Friday, November 30, 2012

EATING MY WORDS



I hate eating my words.

Just today I said the words, "Lawrence isn't so bad," about the city I used to call home, the city run by a criminal mayor and his criminal thugs.  It's the city that thinks it's tough but would run screaming into New Hampshire if Philadelphia ever came calling.

Later the same day, I went grocery shopping in Lawrence (because that's where the Market Basket is, the grocery store where I can actually afford to shop).  Everything was fine until I got to the produce aisle.  I heard this horrible hacking sound, the sound of severe toddler croup, and I noticed a shaggy man with two children in one of those massive cart/multi-seat/doublewide grocery carriages.  They were parked in front of the fruits and vegetables, and the youngest one had its mouth wide open and was coughing sputum and snot all over everything nearby.  I made a mental note to avoid any food I knew they'd been near, when suddenly kid #2 started spewing germs everywhere, too.

That's when I noticed twitchy, unkempt, skuzzy-looking "dad" (or random adult pushing them) stuffing food into his many pockets.  He was wearing baggy pants and multiple shirts, and he parked in such a way that the kids hacked on the produce while he backed up to the loose Brach's candy display and started loading up every pocket he had available.  He even put some of the stuff into his crotch (I really hope he was wearing underwear - or that would give new meaning to gumBALLS).

At this point I was close to the shoplifter and his mucousy minions because I needed to get something out of the freezer case across from where they were situated.  I started to approach them to say that people had to pay for the candy he was stealing, and that it wasn't free just because it was loose with a scoop and bags… the same scoop and bags he should've been using to collect the candy.

But I hesitated.

Not only were the kids incredibly ill with green goop coming out of every facial orifice, but the man hiding the candy was twitching, sweating, and sniffling.  I thought, "What if he has a gun?  What if he has a needle?  What if he's a nut-job who will wait for me in the parking lot and stab me for turning him over to Market Basket employees who probably don't give a rat's ass what he steals, anyway?"  Being stabbed would be truly inconvenient since I still wanted to stop at the packie (liquor store, for you out-of-New-Englanders) and get some of those Capri Suns for adults (also known as pre-mixed margarita pouches). 

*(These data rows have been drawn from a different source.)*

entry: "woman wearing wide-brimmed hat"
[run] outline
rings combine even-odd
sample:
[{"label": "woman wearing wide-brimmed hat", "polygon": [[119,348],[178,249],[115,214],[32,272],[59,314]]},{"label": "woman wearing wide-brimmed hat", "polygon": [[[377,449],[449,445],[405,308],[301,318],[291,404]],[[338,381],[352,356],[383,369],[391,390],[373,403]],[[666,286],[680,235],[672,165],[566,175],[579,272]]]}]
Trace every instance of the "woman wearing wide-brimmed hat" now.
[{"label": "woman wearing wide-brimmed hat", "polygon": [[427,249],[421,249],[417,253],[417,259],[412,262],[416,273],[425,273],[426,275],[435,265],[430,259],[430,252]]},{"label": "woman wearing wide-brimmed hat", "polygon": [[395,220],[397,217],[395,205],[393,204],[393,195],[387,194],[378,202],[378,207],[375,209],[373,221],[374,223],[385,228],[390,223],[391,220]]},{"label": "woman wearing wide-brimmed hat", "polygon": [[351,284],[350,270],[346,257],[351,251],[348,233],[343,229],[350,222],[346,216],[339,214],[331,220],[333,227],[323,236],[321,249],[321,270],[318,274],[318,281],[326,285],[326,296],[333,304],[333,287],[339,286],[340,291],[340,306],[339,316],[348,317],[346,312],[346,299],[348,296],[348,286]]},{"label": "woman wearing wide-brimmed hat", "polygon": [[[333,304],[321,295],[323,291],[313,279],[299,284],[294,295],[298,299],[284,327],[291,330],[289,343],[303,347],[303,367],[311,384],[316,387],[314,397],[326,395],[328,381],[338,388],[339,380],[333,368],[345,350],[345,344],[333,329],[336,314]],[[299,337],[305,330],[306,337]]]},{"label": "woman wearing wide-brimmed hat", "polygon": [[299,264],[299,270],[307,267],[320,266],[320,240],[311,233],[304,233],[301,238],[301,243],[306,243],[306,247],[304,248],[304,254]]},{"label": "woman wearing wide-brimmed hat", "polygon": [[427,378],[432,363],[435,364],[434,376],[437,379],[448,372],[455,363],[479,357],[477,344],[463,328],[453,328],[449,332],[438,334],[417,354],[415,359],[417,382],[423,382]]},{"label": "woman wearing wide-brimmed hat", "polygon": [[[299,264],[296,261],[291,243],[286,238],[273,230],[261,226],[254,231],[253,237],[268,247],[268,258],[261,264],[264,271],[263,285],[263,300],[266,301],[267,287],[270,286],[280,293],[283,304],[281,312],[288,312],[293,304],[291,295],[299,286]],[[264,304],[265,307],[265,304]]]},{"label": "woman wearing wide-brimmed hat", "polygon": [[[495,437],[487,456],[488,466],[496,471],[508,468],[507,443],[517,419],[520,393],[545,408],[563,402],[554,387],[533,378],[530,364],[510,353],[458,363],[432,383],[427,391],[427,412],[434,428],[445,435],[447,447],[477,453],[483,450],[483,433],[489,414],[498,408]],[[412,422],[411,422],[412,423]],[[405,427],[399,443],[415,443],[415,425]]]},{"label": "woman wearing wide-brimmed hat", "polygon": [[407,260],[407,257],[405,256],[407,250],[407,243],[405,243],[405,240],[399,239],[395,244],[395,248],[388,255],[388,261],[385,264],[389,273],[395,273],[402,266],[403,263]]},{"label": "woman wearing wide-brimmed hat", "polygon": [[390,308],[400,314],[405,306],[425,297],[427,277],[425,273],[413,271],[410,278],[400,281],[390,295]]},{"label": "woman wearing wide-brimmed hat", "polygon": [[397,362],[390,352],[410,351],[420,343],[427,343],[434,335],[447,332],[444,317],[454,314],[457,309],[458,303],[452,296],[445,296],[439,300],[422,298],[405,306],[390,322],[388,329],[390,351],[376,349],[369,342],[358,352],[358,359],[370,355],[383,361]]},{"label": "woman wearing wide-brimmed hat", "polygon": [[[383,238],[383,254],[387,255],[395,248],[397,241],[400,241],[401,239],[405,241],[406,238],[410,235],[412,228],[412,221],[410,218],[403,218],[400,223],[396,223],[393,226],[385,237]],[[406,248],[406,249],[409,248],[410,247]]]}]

So I did what any other Lawrence-Survivor (lived there for a dozen years) would do:  I pretended I never even saw the guy and walked away.

Blame me the next time you go into Market Basket and there isn't any candy left in the Brach's bins.  Blame me if you eat produce that makes you deathly ill even after you've washed it.  Blame me if some random guy with kids who belong in pediatric ICU are eating free food they didn't even have to use an EBT card for because to me it wasn't worth getting a scar over, losing a kidney, or ending up in a pine box.

You can also blame me for saying the words that I knew would come back to bite me in the ass sooner rather than later.  Lawrence IS bad, kids.  Sooooooo baaaaaad  … unless you want to catch the plague or sit in Lawrence General Hospital ER waiting to get your faced stitched back on, which explains why there are so many Massachusetts plates in the New Hampshire store parking lots.  Well, that and tax-free shopping, but that's a story for another day.